Either way, it would be great to hear from you. Take care of yourself.
Checklist
- By Week 17, confirm every patient has heard what graduation looks like and that support continues.
- Before any patient leaves, book their next appointment — never let the calendar go empty.
- Flag two consecutive missed check-ins as a retention event and reach out the same day.
- At each phase transition, name the milestone out loud and celebrate one non-scale win.
- Invite referrals and reviews at emotional high points, inviting the person without promising a result.
- Set a reactivation check-in for graduates and paused patients a few months out.
- Run every script through the guardrails: approved name, no drug, medication, or price language, and 'individual results vary' on any outcome.
Key takeaways
- Retention is everyone's job from Visit 1 — the front desk, coaches, and providers each protect the baton, and an empty calendar is the top predictor of drop-off.
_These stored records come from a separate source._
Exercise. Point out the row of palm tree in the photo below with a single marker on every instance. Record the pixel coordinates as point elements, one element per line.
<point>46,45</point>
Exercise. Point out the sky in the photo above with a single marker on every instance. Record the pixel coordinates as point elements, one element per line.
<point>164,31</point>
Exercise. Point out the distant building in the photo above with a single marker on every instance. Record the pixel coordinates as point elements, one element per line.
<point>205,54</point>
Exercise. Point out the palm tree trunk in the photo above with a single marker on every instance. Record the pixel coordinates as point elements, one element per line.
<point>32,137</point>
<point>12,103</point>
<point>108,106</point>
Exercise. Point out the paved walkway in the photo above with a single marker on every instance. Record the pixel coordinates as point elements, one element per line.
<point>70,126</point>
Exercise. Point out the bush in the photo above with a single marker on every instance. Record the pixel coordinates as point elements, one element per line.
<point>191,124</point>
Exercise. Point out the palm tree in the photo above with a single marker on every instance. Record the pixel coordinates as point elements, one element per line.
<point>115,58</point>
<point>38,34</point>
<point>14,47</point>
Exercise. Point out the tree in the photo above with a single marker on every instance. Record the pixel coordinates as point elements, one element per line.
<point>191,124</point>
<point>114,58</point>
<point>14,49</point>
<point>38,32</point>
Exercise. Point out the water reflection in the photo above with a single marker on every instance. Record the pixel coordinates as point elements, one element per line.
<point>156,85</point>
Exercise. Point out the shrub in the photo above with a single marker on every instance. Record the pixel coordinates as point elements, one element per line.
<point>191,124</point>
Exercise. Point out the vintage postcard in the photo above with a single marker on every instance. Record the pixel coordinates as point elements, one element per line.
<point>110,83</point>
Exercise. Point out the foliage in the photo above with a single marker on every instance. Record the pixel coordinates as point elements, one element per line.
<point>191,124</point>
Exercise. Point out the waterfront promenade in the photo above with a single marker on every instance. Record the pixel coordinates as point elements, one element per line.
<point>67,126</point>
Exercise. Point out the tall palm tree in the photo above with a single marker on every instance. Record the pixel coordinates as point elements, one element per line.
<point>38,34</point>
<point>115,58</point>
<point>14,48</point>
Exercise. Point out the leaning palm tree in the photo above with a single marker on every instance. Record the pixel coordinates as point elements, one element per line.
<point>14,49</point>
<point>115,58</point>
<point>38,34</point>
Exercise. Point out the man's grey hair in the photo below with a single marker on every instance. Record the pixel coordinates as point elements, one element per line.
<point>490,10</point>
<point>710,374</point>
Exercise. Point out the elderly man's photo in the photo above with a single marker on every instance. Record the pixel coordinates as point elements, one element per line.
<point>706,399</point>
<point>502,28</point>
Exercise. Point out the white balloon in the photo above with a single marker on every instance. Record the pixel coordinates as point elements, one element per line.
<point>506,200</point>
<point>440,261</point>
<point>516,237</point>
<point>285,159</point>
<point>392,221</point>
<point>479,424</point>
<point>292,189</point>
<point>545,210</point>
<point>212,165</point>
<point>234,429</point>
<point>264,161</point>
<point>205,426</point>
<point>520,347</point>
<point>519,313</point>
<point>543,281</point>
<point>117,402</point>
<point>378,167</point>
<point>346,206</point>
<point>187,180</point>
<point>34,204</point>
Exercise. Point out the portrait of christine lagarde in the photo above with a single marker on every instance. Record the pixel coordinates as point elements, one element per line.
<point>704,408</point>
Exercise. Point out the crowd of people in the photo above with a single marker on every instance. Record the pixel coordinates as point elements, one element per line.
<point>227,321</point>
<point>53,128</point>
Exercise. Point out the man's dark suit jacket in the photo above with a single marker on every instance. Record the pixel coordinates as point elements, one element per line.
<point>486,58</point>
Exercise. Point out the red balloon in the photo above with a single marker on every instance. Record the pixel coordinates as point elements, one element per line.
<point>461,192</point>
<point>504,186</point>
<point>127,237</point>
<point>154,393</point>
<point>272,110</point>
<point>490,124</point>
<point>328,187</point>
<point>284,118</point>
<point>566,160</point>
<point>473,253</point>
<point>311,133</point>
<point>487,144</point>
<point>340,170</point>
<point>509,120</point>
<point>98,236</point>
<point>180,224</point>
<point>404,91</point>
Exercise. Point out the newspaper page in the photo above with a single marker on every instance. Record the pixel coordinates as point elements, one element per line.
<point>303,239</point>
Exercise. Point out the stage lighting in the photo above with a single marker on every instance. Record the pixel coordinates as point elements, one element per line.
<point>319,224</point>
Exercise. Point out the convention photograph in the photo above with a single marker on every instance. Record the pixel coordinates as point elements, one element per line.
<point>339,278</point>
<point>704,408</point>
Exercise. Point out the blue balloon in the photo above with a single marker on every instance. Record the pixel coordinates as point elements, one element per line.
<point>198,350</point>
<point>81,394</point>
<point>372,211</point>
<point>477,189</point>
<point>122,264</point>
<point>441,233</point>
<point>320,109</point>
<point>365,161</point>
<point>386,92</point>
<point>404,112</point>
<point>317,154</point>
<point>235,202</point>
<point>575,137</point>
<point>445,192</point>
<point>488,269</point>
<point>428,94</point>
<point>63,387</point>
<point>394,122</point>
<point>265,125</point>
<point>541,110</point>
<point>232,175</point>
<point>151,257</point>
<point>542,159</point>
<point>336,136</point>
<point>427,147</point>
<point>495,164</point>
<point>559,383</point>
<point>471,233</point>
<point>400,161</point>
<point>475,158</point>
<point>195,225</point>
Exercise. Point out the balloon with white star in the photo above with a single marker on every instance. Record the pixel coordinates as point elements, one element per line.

- Three windows account for most disengagement: the Foundation dip (Weeks 2 to 4), the Momentum wall (Weeks 9 to 11), and the graduation cliff (Weeks 18 to 20) — act before patients go quiet.
- Start the graduation conversation by Week 17 so 'what comes next' feels familiar; treat Week 20 as a celebration and hand-off, never an exit.
- Present continuation as 'protecting what you built' using tiered support options — route all pricing to your clinic's approved process and never state or imply a number in patient-facing program talk.
- Every word models compliance: approved Triple-G naming only, no drug, medication, or prescription language, no promised outcomes, always pair results with 'individual results vary,' and clinical questions go to the care team.